企業の調達プロセスを自動化するためのプラットフォームを提供するLioは、アンドリーセン・ホロウィッツをはじめとする投資家から約3000万ドル(約46億5000万円)の資金を調達したと発表しました。今回の資金調達には、SVエンジェルスやハリー・ステビングス、Yコンビネーターも参加しており、これまでに調達した資金は合計で約3300万ドル(約51億1500万円)に上ります。

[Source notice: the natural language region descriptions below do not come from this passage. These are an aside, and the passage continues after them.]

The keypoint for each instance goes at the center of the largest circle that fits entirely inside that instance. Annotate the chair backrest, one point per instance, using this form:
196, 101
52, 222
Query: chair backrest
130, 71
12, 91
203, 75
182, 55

Lioの共同創業者であるウラジミール・カイル氏は、企業の調達プロセスがしばしばボトルネックとなることを経験してきました。カイル氏は、企業内での勤務経験や自らのスタートアップを立ち上げた際に、この問題に直面しました。LioはAIエージェントを活用した自動化プラットフォームを開発し、断片的なプロセスを効率化することを目指しています。
調達プロセスは企業の支出の中心にあり、原材料から専門サービスまで様々なものを購入します。各購入注文は、ERPソフトウェアの使用、契約管理システムの確認、サプライヤーデータベースの検索、コンプライアンスチェック、予算の照合、メールの確認など、多くの手順を必要とします。
カイル氏によると、現代の電子調達ソフトウェアを利用しても、多くの作業は手作業で行われているということです。企業は大規模な内部チームを構築するか、外部に業務を委託する必要があり、これは時間とコストがかかるプロセスです。このような課題に対し、LioはAIエージェントを活用して調達プロセスを完全に自動化する方針です。
LioのAIエージェントは、企業システムの上で文書を読み、サプライヤーを評価し、条件を交渉し、取引を完了することができます。これにより、以前は数週間かかっていたプロセスが数分で完了するということです。Lioはすでに多くの企業の調達業務を支援しており、あるグローバルメーカーでは、外部委託していた調達業務の75%を6か月以内に自動化することができたとしています。
Lioは、AIの力を借りて企業向けソフトウェアの運用を根本的に変える企業の一つです。カイル氏は、Lioの競合として、SAPアリバやオラクルなどの従来の調達ソフトウェアベンダー、ビジネスプロセスアウトソーシング(BPO)プロバイダー、調達業務を支援するコンサルティング会社を挙げています。
カイル氏は、将来的には調達をバックオフィス業務から企業のパフォーマンスを向上させる強力な手段に変えることができると考えています。